Przypomnijmy, że "Cieszyński Książę" po raz pierwszy obronił pas mistrza UFC w kategorii półciężkiej. Polak pokonał w Las Vegas Israela Adesanyę, a o werdykcie zdecydowali sędziowie punktowi, którzy nie mieli wątpliwości, kto był lepszy w oktagonie najlepszej ligi MMA na świecie.
Artur Mazur, WP SportoweFakty: Spodziewałeś, że walka skończy się w taki sposób?
Łukasz Jurkowski: Nie. To tylko pokazuje, jak ten sport jest nieprzewidywalny. Ale przede wszystkim trzeba podkreślić, że Janek świetnie poprowadził ten pojedynek pod względem taktycznym. O ile czwarta i piąta runda były transparentne do punktowania, o tyle każdy obawiał się tych trzech wcześniejszych. Na koniec okazało się, że Janek prowadził na kartach po trzech rundach, ale chyba nie byliśmy tego pewni. Pewne jest jedno - po pięciu rundach nikt z nas nie miał wątpliwości, kto był lepszy. Nie będę ukrywał, że w życiu bym nie postawił nawet pięciu złotych na to, że Janek zwycięży w tym pojedynku na punkty.
ZOBACZ WIDEO: #dziejesiewsporcie: Szpilka wie, jak wzburzyć fanów
Co było kluczem do zwycięstwa?
Ukłony dla Janka i całego sztabu trenerskiego - Roberta Jocza i Roberta Złotkowskiego. To oni kapitalnie rozpracowali Adesanyę. Nie było rzucania się w nogi i szukania parteru za wszelką cenę. Wszystko potoczyło się tak, jak sobie zaplanowali: Błachowicz zmęczył rywala i dopiero wtedy go obalił. A to, że w parterze Adesanya będzie tłem dla Błachowicza, wiedzieliśmy wszyscy. Perfekcyjna walka pod każdym względem, również kondycyjnym. Wydolność nie zawsze była mocną stroną Janka, ale on pod każdym względem dojrzał do tego, żeby być mistrzem i to dłużej niż nam się wszystkim wydaje.
Kto może mu zagrozić w tej dywizji wagowej?
Może Jon Jones, jeśli wróci.
Jakoś nie chce mi się w to uwierzyć.
Myślę, że Janek z każdą kolejną walką wysyła Jonesowi sygnał, że przejście do dywizji ciężkiej było bardzo dobrym pomysłem. Gorzej dla niego, jeśli Błachowicz zdecyduje się walczyć w dywizji ciężkiej. Wtedy Jones nie będzie miał gdzie uciekać.
A czy uważasz, że przejście do dywizji ciężkiej jest w tym momencie dobrym pomysłem?
Nie.
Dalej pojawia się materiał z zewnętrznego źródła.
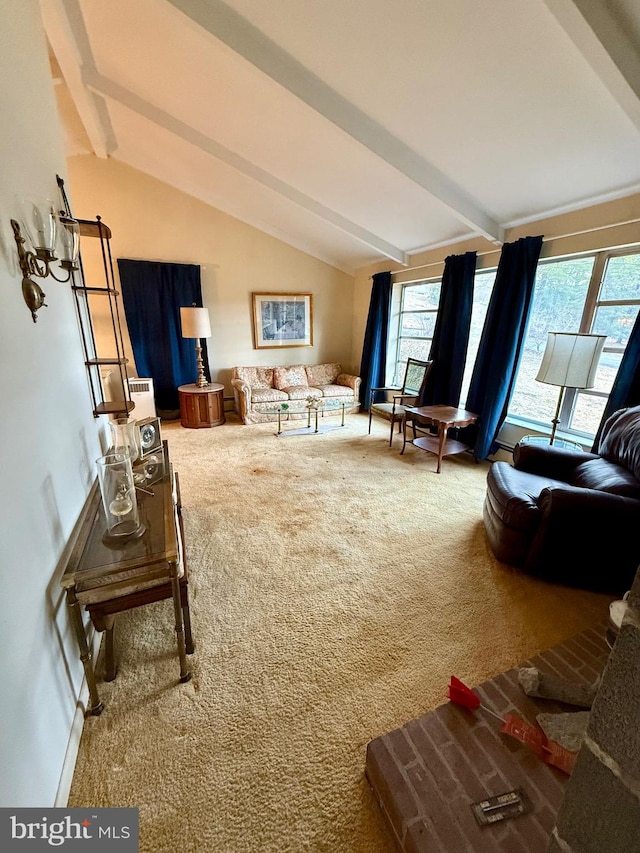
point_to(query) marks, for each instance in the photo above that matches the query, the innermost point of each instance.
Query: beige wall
(49, 442)
(605, 226)
(151, 221)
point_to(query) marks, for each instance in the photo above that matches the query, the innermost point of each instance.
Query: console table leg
(95, 705)
(109, 655)
(185, 674)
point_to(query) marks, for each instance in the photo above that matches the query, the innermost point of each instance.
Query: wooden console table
(443, 418)
(201, 407)
(108, 578)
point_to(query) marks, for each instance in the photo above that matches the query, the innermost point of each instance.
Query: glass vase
(118, 492)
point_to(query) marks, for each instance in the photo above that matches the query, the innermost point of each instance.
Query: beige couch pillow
(287, 377)
(322, 374)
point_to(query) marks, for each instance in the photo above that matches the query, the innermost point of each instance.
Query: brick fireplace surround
(427, 773)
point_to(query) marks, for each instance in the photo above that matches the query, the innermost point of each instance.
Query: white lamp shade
(195, 323)
(571, 359)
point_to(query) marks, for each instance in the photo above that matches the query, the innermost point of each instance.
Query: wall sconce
(53, 231)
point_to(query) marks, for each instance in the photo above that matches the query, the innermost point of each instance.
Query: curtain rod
(566, 236)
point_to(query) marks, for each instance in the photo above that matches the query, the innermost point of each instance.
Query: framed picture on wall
(282, 320)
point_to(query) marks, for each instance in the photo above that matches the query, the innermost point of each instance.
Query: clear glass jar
(118, 493)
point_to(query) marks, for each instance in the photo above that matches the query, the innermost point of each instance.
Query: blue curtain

I w tym momencie taki pomysł nawet nie kiełkuje w głowie Janka. Jeżeli to zrobi, to na koniec kariery, żeby zarobić trochę pieniędzy w jakiejś wielkiej walce. On się nigdzie nie wybiera, będzie bronił tego pasa. Oby robił to jak najdłużej.
Czym Błachowicz cię dziś zaskoczył?
Dyscypliną taktyczną.
Ale momentami, szczególnie po niskich kopnięciach Nigeryjczyka, serce zabiło nam mocniej.
Momentami wyglądało to groźnie. Dobrze, że na pewnym etapie walki Adesanya odbił się kopnięciami od kolan albo piszczeli Janka. Widać było, że stracił ochotę na wyprowadzenie kolejnych kopnięć.
Stała się rzecz wielka w polskim MMA. Przed tym pojedynkiem Adesanya był niepokonany i notowany na trzecim miejscu w rankingu bez podziału na kategorie wagowe. Błachowicz był na czternastej pozycji. Chętnie zobaczę aktualizację.
I niech się teraz zamienią miejscami. Nie mam nic przeciwko. Błachowicz konsekwentnie pracuje na swoją legendę. Cieszmy się tą chwilą.
Czy to była najtrudniejsza walka do skomentowania? Twój oddech momentami zdradzał ogromne emocje.
Chyba nie. Każda walka "Rudego" kosztuje mnie dużo nerwów, stresu i emocji. Ale nagroda smakuje wspaniale.